Seems like most people believe (implicitly or explicitly) that empirical research is the only feasible path forward to building a somewhat aligned generally intelligent AI scientist. This is an underspecified claim, and given certain fully-specified instances of it, I’d agree.
But this belief leads to the following reasoning: (1) if we don’t eat all this free energy in the form of researchers+compute+funding, someone else will; (2) other people are clearly less trustworthy compared to us (Anthropic, in this hypothetical); (3) let’s do whatever it takes to maintain our lead and prevent other labs from gaining power, while using whatever resources we have to also do alignment research, preferably in ways that also help us maintain or strengthen our lead in this race.
I don’t credit that they believe that.
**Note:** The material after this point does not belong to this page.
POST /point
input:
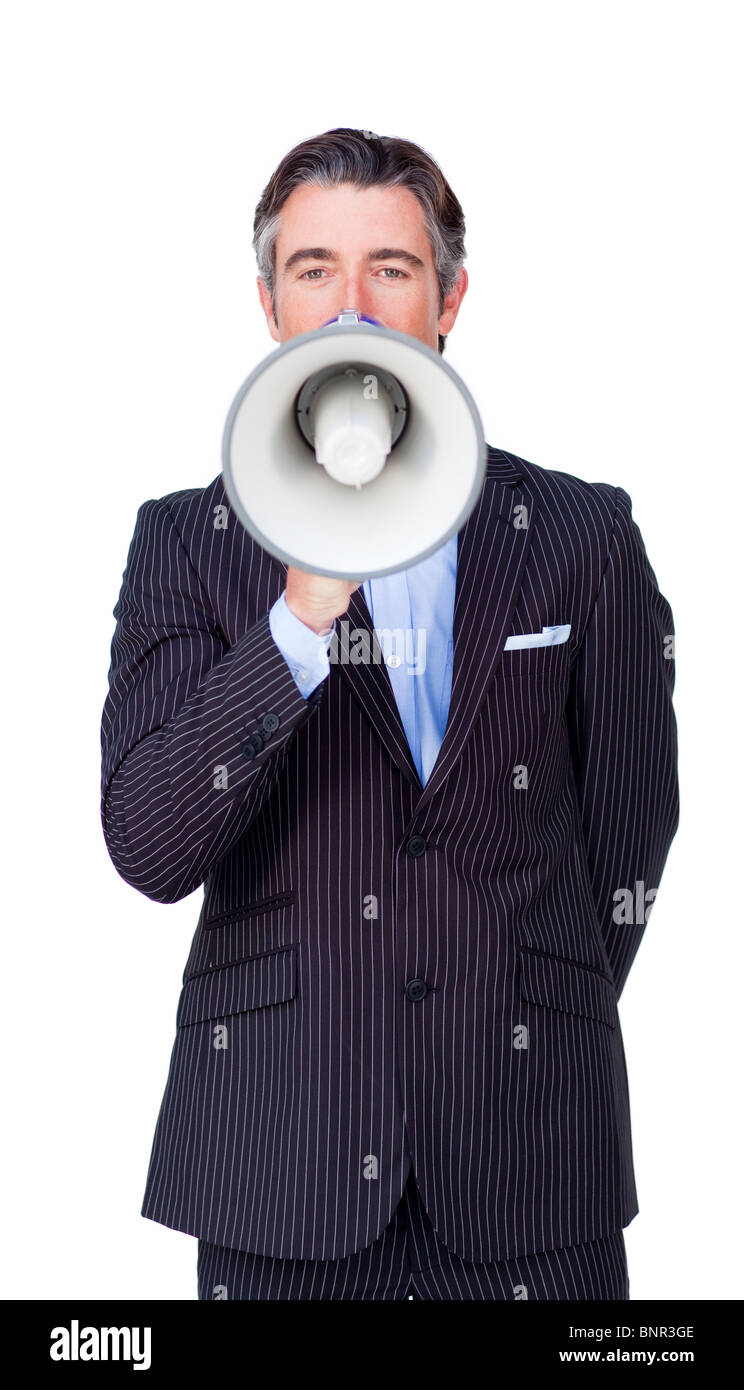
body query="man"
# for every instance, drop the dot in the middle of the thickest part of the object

And, I don’t credit that you believe that they believe that. What did they do, to truly test their belief—such that it could have been changed? For most of them the answer is “basically nothing”. Such a “belief” is not a belief (though it may be an investment, if that’s what you mean). What did you do to truly test that they truly tested their belief? If nothing, then yours isn’t a belief either (though it may be an investment). If yours is an investment in a behavioral stance, that investment may or may not be advisable, but it would DEFINITELY be inadvisable to pretend to yourself that yours is a belief.